Ultraviolet photoluminescence of β-Ga2O3 microparticles synthesized by hydrothermal method

The monoclinic beta-Ga2O3 samples were prepared by the hydrothermal method. Production of phase pure beta-Ga2O3 products with high crystallinity was demonstrated by X-ray diffraction analysis. Scanning electron microscope images revealed that the beta-Ga2O3 microparticles are spindle shaped with layered sheet structures. Many nanopores are present on the surfaces of the beta-Ga2O3 samples, which are formed by dehydroxylation of the GaOOH precursor by the two-phase transition that occurs during the calcining process. The Raman spectrum of beta-Ga2O3 samples showed 11 active vibrational peaks, including the vibrational and translational modes of the GaO4-GaO6 chain, the regular octahedral GaO6-bending vibration mode, and the regular tetrahedral GaO4 stretching, as well as the bending vibration mode. Infrared spectroscopy showed a peak at 466.7 cm(-1), corresponding to the Ga-O bond contraction vibration in the GaO6 regular octahedron, and a peak at 674.9 cm(-1), corresponding to the shrinkage vibration of the Ga-O bond in the GaO4 regular tetrahedron. The ultraviolet emission peak at 398 nm in the photoluminescent spectrum is excited by the recombination of the donor formed by the oxygen vacancy and the acceptor formed by the gallium vacancy or gallium-oxygen vacancy pair. A weak ultraviolet emission peak is also observed at 275 nm.
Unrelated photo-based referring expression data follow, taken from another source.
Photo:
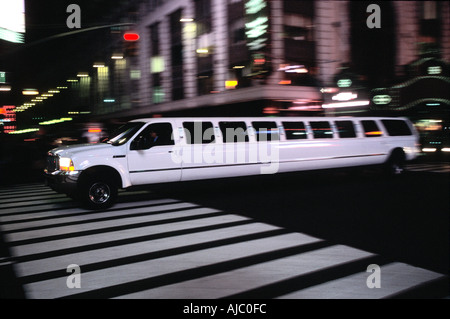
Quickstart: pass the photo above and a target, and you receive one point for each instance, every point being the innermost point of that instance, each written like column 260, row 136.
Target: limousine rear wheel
column 98, row 193
column 395, row 166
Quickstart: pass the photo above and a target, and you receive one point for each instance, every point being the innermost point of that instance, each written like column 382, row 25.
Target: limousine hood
column 71, row 151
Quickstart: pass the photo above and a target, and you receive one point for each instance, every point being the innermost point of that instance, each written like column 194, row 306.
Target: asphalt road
column 305, row 235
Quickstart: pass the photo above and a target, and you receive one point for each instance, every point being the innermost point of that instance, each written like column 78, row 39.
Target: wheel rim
column 397, row 169
column 99, row 193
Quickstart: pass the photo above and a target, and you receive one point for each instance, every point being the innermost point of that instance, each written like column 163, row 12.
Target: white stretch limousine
column 160, row 150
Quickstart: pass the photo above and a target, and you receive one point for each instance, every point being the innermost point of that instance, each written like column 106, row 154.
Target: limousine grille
column 52, row 163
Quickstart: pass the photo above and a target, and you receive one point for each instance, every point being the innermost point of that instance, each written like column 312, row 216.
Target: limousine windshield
column 124, row 133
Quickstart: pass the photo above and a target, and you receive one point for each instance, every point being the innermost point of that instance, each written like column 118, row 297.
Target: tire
column 395, row 166
column 98, row 193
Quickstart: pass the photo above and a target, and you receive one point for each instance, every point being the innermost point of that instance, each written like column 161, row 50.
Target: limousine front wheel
column 98, row 193
column 395, row 165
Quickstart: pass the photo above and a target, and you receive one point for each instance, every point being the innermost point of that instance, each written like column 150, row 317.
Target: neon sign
column 257, row 27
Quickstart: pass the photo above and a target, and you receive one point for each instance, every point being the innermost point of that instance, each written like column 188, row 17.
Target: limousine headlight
column 66, row 164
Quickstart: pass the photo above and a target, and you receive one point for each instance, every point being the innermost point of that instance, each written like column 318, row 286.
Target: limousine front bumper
column 62, row 181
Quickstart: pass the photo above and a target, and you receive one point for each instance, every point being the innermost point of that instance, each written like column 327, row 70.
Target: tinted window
column 156, row 134
column 199, row 132
column 295, row 130
column 124, row 133
column 396, row 127
column 371, row 128
column 321, row 129
column 233, row 132
column 266, row 131
column 345, row 129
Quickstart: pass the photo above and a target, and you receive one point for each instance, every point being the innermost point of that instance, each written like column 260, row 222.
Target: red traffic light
column 131, row 36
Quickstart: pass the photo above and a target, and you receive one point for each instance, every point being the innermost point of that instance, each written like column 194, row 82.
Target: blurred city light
column 131, row 36
column 30, row 92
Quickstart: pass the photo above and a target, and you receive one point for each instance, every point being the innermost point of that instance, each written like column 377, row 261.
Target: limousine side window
column 345, row 129
column 156, row 134
column 396, row 127
column 371, row 128
column 295, row 130
column 233, row 132
column 321, row 129
column 199, row 132
column 266, row 131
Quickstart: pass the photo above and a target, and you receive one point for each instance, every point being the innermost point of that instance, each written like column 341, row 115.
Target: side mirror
column 138, row 144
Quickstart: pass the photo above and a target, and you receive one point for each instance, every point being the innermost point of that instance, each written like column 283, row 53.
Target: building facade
column 271, row 57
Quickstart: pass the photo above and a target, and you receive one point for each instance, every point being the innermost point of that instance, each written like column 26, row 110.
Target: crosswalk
column 436, row 167
column 163, row 248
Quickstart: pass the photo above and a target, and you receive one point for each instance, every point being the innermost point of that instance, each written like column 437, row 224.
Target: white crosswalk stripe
column 165, row 248
column 429, row 167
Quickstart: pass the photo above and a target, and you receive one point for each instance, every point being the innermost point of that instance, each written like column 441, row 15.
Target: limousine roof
column 262, row 118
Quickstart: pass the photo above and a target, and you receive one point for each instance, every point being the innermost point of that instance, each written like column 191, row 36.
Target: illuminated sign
column 344, row 83
column 131, row 36
column 434, row 70
column 12, row 20
column 344, row 96
column 382, row 99
column 257, row 25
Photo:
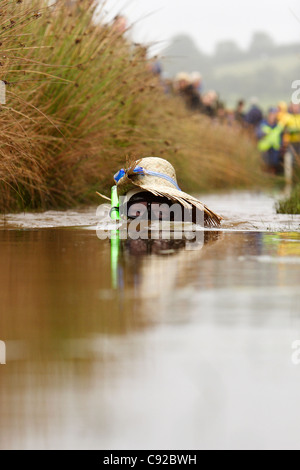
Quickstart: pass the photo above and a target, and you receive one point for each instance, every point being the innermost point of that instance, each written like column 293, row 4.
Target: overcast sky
column 208, row 21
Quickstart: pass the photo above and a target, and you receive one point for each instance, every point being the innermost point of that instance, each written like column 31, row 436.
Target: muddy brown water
column 151, row 345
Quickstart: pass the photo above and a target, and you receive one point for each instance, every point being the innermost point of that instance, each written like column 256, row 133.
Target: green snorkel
column 115, row 238
column 115, row 204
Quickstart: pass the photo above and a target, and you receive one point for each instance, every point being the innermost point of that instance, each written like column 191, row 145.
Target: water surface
column 151, row 345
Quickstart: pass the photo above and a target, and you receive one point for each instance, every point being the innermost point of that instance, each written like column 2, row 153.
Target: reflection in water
column 149, row 344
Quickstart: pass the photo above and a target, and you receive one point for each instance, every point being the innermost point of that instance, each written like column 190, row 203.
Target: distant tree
column 227, row 51
column 261, row 43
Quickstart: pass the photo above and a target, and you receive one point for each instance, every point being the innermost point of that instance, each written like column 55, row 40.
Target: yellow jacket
column 293, row 127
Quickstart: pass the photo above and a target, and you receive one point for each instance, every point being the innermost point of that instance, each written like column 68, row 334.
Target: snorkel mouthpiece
column 115, row 204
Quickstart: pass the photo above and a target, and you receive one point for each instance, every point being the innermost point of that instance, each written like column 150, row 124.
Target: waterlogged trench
column 151, row 345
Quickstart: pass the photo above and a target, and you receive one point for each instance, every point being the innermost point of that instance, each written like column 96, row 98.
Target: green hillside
column 265, row 70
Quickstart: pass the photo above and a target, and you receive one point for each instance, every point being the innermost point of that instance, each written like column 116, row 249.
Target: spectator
column 239, row 114
column 197, row 82
column 254, row 116
column 293, row 127
column 270, row 134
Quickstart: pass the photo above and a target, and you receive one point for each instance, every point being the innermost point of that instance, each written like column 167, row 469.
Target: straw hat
column 158, row 176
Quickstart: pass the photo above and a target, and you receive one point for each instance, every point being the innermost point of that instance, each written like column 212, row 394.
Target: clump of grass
column 80, row 97
column 292, row 204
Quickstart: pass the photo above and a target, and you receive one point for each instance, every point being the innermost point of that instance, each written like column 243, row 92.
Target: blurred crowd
column 276, row 132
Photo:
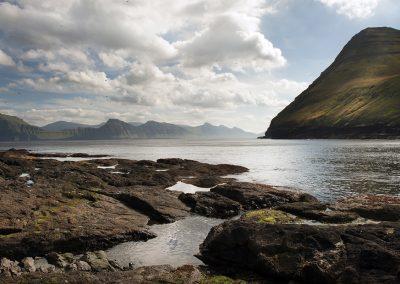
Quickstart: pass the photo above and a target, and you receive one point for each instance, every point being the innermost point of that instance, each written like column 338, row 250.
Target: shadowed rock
column 257, row 196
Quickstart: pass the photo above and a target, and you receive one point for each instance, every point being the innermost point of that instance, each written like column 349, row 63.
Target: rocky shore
column 56, row 218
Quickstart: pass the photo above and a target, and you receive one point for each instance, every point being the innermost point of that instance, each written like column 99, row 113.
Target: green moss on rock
column 270, row 216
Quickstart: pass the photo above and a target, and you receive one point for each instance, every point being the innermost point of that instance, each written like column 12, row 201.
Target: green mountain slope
column 358, row 96
column 15, row 129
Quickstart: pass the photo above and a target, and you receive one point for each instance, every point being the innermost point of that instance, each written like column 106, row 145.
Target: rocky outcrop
column 311, row 254
column 47, row 205
column 256, row 196
column 210, row 204
column 312, row 242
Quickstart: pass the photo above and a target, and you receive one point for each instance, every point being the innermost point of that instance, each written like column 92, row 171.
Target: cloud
column 230, row 42
column 5, row 59
column 186, row 58
column 353, row 9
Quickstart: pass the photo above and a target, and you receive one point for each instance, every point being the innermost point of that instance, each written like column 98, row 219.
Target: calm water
column 326, row 168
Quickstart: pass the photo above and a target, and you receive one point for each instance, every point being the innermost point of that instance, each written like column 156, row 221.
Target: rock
column 269, row 216
column 375, row 207
column 167, row 274
column 9, row 267
column 97, row 260
column 83, row 266
column 57, row 260
column 28, row 263
column 71, row 267
column 318, row 212
column 161, row 205
column 151, row 274
column 210, row 204
column 42, row 265
column 207, row 181
column 311, row 254
column 257, row 196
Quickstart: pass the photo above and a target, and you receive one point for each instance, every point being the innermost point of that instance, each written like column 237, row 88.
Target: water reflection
column 175, row 244
column 326, row 168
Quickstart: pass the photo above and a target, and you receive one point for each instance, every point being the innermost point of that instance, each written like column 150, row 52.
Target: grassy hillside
column 357, row 96
column 13, row 128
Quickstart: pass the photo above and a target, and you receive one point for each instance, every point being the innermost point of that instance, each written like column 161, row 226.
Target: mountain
column 358, row 96
column 221, row 131
column 15, row 129
column 65, row 125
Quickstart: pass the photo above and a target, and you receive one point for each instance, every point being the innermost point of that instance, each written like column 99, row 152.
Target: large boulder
column 257, row 196
column 311, row 254
column 210, row 204
column 318, row 212
column 375, row 207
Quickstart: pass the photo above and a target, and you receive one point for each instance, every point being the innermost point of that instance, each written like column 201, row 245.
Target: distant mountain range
column 15, row 129
column 358, row 96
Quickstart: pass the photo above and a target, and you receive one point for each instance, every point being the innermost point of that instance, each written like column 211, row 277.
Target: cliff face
column 358, row 96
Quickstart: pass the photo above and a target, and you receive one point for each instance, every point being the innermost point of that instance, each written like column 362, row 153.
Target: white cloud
column 5, row 59
column 186, row 57
column 353, row 8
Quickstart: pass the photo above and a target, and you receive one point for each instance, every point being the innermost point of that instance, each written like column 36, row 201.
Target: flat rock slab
column 48, row 205
column 48, row 219
column 210, row 204
column 310, row 254
column 257, row 196
column 161, row 205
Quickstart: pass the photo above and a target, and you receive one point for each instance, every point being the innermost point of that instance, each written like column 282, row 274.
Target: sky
column 231, row 62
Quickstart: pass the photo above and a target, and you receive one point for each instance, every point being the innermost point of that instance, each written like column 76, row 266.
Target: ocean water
column 328, row 169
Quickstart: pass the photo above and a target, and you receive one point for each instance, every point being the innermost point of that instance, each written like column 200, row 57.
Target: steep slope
column 154, row 129
column 13, row 128
column 358, row 96
column 112, row 129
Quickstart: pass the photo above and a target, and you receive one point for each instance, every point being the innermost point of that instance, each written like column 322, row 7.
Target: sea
column 327, row 169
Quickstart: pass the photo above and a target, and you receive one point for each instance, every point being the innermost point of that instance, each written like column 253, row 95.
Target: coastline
column 74, row 209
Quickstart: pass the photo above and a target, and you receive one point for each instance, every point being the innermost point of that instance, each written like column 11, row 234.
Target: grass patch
column 270, row 216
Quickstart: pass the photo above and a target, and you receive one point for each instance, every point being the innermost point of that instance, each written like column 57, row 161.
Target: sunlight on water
column 176, row 244
column 326, row 168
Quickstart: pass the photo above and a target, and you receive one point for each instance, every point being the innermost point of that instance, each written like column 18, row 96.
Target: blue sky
column 232, row 62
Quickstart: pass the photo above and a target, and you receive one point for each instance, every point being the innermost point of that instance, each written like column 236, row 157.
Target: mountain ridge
column 13, row 128
column 357, row 96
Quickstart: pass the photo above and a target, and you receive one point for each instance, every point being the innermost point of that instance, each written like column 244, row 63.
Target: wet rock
column 152, row 274
column 257, row 196
column 161, row 205
column 28, row 264
column 207, row 181
column 310, row 254
column 9, row 267
column 318, row 212
column 375, row 207
column 83, row 266
column 210, row 204
column 166, row 274
column 97, row 260
column 269, row 216
column 57, row 260
column 43, row 265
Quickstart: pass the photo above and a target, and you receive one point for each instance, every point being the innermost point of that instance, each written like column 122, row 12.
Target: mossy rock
column 220, row 279
column 270, row 216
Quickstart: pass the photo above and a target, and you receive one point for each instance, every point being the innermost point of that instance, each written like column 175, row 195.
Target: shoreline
column 85, row 206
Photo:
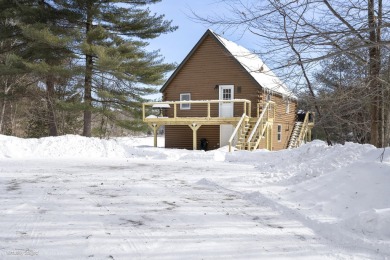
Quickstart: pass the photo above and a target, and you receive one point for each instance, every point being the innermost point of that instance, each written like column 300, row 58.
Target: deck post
column 194, row 127
column 155, row 127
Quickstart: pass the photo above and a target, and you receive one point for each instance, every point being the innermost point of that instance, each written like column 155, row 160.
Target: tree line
column 77, row 66
column 336, row 54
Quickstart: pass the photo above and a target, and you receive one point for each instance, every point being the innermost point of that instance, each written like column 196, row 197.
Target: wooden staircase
column 249, row 133
column 243, row 138
column 302, row 131
column 293, row 142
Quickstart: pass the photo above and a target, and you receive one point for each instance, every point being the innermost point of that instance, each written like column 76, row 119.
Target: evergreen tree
column 113, row 41
column 43, row 41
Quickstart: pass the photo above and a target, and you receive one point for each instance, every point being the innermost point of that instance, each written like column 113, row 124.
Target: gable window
column 226, row 94
column 279, row 133
column 185, row 97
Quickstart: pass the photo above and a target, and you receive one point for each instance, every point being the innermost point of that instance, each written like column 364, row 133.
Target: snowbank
column 341, row 191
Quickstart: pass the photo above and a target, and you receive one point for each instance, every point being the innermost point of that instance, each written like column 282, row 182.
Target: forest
column 80, row 67
column 77, row 67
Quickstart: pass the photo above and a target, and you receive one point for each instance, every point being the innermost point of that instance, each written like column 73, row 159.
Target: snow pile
column 341, row 193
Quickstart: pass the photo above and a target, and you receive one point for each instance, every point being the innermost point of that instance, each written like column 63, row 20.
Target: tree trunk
column 87, row 131
column 50, row 92
column 373, row 77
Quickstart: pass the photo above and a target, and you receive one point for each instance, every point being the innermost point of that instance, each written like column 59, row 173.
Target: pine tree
column 113, row 41
column 42, row 46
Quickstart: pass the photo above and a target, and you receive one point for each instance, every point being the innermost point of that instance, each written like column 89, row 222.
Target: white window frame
column 182, row 98
column 279, row 133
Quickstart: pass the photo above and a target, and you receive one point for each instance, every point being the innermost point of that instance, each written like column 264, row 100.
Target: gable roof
column 249, row 61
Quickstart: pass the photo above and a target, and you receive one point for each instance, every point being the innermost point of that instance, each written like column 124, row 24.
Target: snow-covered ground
column 72, row 197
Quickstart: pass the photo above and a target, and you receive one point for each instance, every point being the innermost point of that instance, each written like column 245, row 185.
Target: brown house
column 222, row 94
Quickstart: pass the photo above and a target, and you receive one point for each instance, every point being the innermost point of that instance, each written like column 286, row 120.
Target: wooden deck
column 153, row 114
column 248, row 130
The growth mechanism of the beta-Ga2O3 products was carefully analyzed and found to be mainly controlled by the Ostwald ripening mechanism.

Automated summary

Monoclinic beta-Ga2O3 samples with high crystallinity were prepared using the hydrothermal method. The presence of nanopores on the sample surfaces, formed by the dehydroxylation of the GaOOH precursor during the calcination process, was observed. Various vibrational modes of GaO bonds were identified in the Raman spectrum of beta-Ga2O3 samples. The photoluminescent spectrum showed the recombination of defects, including oxygen vacancy donors and gallium vacancy or gallium-oxygen vacancy acceptors.